Aujourd’hui le 20 janvier.
Plongeons dans le marché obligataire (et le dollar américain.)
Je vais essayer d’être bref, concis, pour aller droit au but car cela peut facilement devenir étourdissant. Un gros défi pour moi, m’enfin.
On le voit à la bourse, en lien avec l’actualité financière et géopolitrumpienne : nouvelle vague de turbulence en ce moment avec les tensions autour du désir d’annexion du Groenland par les États-Unis et la menace tarifaire (encore!) envers les pays européens. Les bourses européennes (CAC40 en France, Footsie au Royaume Uni, DAX en Allemagne, ou le Stoxx50 de la zone Euro) sont en repli de 4% depuis hier. Un repli costaud, mais remettons aussi en perspective que les indices boursiers sont en territoire record. Pression, oui. Apocalypse, non. Du moins, pas tout de suite.

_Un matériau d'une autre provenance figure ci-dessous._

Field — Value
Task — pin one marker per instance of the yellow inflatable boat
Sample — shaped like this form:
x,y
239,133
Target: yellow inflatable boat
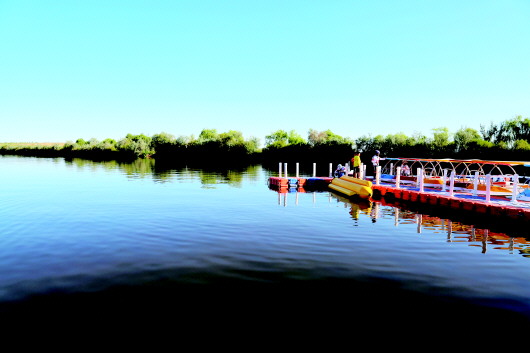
x,y
352,186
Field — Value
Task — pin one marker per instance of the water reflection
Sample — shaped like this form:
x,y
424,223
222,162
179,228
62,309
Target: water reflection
x,y
209,177
455,231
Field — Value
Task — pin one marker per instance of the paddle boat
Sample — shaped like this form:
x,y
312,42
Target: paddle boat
x,y
470,175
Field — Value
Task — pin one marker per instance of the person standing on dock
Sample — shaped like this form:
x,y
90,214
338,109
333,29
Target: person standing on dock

En temps de turbulence économique ou géopolitique, deux actifs se distingue comme valeur refuge : l’or (gold) et le dollar américain (bon du trésor). Ce que je vois en bourse confirme le tout, sans l’ombre d’un doute, encore une fois. L’or atteint des niveau record, stratosphérique en hausse de 150$ l’once aujourd’hui uniquement. Le prix est à 4750$ US l’once. Perspective, il y a quelques mois à peine le prix était de 2600$ - oui, une FULGURANTE hausse de 2100$, ou +81%. Pendant ce temps, le marché obligataire américain n’a pas tout à fait reçu le même traitement, du moins pas dans les mêmes proportions. À mon avis, puisque ce sont les États-Unis la source de la turbulence, les investisseurs sont plus prudents à se réfugier sur le bon du trésor américain. Qui plus est, la dette américaine étant complètement à la dérive en passant largement au-dessus du 40T (40 milles milliard), les investisseurs sont, là aussi, de plus en plus réticent à prêter de l’argent au gouvernent américain.
Plusieurs se posent la question : est-ce que c’est vrai que la Chine (ou autre pays/économie) peut utiliser le marché obligataire pour pulvériser les États-Unis économiquement? À mon avis cette question se répond plus par NON que par oui. Il y a des nuances, évidemment, mais allons voir pourquoi ce serait difficile. Je ne dis pas qu’il n’y aurait pas d’impact, mais l’idée d’utiliser le marché obligataire comme une arme de destruction massive… pas tant… du moins, beaucoup moins puissant que certaines rumeurs à saveur fin-du-mondiste-et-complotiste peuvent le prétendre. Il faut donc baisser d’un cran. La situation est plus puissante qu’un lance-pierre, mais pas aussi dévastateur que le nucléaire. À quelque part entre les deux? Un gros bazooka, allons.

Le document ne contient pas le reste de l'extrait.